Commitment can be a scary thing.

Take me, for example, because I'm obviously really, really interesting. (That was sarcasm right there. Hard to read tone in print, I know.)

I recently made a commitment to exercise more. In my case, "more" translates to "at all" -- unless typing and cooking can be counted as exercise.

But the things they say about your 30s -- your metabolism slowing down, and all that -- are true. The few times I've actually braved the scale in the last few months the numbers have been going up, and that makes me less than thrilled.

But I want to be healthy, blah blah blah; and if I'm being honest, I want to look good, too. I want to be fit and sexy, and I want my partner to get smug masculine satisfaction out of other men's jealousy.

So I have to exercise. The problem is, I hate exercising. It makes me sweaty and sore and out of breath. These are not pleasant feelings. I loathe the gym. It's too hot to be outside. And yoga's nice in theory, but I'm just not a namaste kind of girl.

But I made a commitment. I bought a DVD my cousin recommended (read: lovingly bullied me into getting), and I've promised myself I will do it three times weekly.

It's absolutely hideous. It involves three women in midriff tops saying awful, awful words such as "squat" and "lunge" and "press." The only good part is when it ends. All of you people who claim to love working out: I think you're insane. It's painful. I want to quit every single time.

But again, I made a commitment. And I wish I could honestly say that was enough to keep me going, but it's not. Left to my own devices, I'd stop after 10 minutes.

But he-who-has-made-a-commitment-to-me keeps me going. He doesn't let me quit, despite my incessant whining and hurling of obscenities at the screen. I don't always appreciate it in the moment, but he will kick my out-of-shape derriere into action. And if I need him to, Joe will pick up my two-pound, pink, girly hand weights and do horrid, evil things called reverse lunges alongside me.

He's pretty great about encouraging me and believing in me. I'm no commitment-phobe, but one thing I'm not brave about is making commitments to do things for myself; whether it's to exercise more, or to actually take on a new venture like writing a book or learning to rock climb or crochet. He has the same problem sometimes. It often seems easier to believe in each other than it is to believe in ourselves.

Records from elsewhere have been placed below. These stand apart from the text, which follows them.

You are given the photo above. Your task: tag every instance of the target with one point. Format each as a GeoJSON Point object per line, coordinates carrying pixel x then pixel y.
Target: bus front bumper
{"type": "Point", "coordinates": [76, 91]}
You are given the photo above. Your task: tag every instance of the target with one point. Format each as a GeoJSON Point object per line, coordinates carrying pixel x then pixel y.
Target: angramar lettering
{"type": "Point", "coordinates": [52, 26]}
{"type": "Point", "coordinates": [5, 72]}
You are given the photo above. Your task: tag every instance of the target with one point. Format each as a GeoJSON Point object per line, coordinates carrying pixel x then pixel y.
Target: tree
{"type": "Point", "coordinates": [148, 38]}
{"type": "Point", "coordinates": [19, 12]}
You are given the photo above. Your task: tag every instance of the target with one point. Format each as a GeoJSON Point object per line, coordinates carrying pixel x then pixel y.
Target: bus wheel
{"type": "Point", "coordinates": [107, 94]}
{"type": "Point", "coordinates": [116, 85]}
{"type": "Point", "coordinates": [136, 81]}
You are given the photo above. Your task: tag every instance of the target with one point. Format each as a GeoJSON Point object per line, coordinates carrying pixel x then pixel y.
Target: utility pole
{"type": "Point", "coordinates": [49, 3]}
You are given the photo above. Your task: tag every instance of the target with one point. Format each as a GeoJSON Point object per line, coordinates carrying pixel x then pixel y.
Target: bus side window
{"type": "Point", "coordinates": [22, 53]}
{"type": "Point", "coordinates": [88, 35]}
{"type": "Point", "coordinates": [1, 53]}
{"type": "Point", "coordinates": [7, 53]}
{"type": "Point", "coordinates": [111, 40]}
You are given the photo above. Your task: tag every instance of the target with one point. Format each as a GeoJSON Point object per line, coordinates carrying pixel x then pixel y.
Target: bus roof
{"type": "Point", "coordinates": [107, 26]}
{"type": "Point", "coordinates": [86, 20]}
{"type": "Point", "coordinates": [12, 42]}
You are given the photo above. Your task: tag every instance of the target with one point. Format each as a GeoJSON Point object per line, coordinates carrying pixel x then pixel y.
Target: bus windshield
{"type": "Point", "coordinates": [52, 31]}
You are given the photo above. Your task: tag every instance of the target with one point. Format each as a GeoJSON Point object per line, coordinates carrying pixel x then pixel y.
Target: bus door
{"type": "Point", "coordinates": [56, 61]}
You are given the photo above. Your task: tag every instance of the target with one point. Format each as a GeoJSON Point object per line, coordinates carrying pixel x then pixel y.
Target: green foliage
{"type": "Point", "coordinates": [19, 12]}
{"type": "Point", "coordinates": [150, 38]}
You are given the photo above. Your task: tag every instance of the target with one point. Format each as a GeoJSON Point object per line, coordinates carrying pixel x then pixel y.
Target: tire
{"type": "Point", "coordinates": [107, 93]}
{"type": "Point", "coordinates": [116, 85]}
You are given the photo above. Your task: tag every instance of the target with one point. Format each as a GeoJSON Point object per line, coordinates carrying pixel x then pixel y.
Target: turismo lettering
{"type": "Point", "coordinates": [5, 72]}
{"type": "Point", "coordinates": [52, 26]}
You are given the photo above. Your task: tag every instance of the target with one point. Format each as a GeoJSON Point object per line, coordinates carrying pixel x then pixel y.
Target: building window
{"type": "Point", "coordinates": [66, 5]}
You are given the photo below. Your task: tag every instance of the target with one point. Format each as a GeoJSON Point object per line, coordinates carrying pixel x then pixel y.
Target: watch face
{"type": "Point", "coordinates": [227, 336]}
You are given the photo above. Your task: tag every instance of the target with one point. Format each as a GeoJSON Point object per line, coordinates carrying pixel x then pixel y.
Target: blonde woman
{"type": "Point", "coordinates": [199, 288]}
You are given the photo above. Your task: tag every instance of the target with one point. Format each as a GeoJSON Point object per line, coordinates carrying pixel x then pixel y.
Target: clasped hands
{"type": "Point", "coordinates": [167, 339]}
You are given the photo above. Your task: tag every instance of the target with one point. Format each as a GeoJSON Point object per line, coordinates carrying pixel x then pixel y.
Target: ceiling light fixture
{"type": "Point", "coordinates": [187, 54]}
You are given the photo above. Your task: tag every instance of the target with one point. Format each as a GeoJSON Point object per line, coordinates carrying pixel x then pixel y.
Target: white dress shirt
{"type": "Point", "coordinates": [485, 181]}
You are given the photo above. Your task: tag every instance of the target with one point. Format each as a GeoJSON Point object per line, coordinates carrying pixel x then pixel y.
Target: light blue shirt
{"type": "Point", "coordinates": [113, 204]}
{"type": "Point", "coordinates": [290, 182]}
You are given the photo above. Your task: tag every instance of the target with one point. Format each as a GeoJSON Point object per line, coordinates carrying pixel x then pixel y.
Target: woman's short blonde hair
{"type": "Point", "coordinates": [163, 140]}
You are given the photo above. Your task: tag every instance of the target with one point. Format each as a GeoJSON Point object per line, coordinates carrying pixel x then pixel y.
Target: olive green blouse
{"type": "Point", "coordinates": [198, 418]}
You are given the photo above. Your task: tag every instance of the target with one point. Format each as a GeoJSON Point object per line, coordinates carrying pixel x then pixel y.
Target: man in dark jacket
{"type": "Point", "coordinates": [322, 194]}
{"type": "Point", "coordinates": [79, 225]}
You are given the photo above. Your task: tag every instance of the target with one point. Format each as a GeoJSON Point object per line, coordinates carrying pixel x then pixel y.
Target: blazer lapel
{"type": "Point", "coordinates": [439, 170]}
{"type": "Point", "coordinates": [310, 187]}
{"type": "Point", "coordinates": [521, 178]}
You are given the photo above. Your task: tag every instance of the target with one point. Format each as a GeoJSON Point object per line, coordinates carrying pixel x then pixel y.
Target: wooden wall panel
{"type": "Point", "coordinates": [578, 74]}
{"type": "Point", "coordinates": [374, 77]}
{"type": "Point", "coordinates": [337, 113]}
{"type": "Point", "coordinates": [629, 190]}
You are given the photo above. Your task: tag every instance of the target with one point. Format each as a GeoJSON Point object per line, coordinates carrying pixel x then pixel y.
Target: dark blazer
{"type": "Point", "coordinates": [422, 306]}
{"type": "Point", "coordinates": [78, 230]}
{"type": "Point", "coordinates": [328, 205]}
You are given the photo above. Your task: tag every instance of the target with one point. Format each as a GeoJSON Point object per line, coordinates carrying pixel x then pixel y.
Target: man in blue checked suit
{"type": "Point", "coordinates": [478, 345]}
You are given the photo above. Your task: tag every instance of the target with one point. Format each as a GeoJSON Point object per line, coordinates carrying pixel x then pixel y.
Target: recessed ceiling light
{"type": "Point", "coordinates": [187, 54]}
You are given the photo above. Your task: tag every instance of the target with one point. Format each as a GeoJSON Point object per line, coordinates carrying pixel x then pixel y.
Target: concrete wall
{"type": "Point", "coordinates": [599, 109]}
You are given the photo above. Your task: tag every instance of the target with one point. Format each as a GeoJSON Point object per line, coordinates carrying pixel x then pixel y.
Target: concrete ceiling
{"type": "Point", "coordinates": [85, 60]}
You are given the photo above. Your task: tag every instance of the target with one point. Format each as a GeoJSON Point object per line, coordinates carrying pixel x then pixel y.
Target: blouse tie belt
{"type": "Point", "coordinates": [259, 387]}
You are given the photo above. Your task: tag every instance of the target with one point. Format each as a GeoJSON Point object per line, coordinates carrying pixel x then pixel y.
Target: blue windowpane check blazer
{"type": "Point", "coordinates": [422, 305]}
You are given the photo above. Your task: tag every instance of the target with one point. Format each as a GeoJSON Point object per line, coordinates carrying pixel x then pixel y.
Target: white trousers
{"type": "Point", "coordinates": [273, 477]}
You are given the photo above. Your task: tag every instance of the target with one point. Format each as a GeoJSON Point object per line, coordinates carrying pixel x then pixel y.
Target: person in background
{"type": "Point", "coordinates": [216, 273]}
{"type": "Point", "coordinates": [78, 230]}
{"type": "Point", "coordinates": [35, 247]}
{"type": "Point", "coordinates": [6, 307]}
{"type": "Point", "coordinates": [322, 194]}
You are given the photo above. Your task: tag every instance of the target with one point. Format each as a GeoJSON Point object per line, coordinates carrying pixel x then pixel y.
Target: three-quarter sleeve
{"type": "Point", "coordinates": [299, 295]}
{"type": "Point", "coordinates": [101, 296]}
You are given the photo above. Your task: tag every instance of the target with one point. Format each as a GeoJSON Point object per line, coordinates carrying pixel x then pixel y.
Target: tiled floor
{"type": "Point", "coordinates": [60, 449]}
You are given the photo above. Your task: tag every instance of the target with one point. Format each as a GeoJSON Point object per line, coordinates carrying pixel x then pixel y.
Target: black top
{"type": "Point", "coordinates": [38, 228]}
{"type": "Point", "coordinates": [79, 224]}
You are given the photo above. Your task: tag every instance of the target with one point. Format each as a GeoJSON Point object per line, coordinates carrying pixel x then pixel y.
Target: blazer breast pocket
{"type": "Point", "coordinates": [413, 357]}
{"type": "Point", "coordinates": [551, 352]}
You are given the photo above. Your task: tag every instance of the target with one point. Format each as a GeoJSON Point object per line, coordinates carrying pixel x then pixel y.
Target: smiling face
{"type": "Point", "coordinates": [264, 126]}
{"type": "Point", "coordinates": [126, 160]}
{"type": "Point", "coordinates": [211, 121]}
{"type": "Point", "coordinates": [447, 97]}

A fear of commitment is most often thought of as a fear of committing to another person. But just as crippling can be the fear of committing to oneself, to actually putting an effort into doing something you really want to do, even if it isn't easy. What's the saying, nothing worthwhile is ever easy?

Over the years, Joe and I have developed a loving and supportive partnership. There were many, many times when it wasn't easy. It has always been worthwhile, though. His commitment is not just to us, as a couple, but to me, as an individual. He encourages (and yes, also sometimes lovingly bullies) me to do things I don't always believe I can do.

Like write a book. Or learn to crochet. Or do horrid, evil reverse lunges.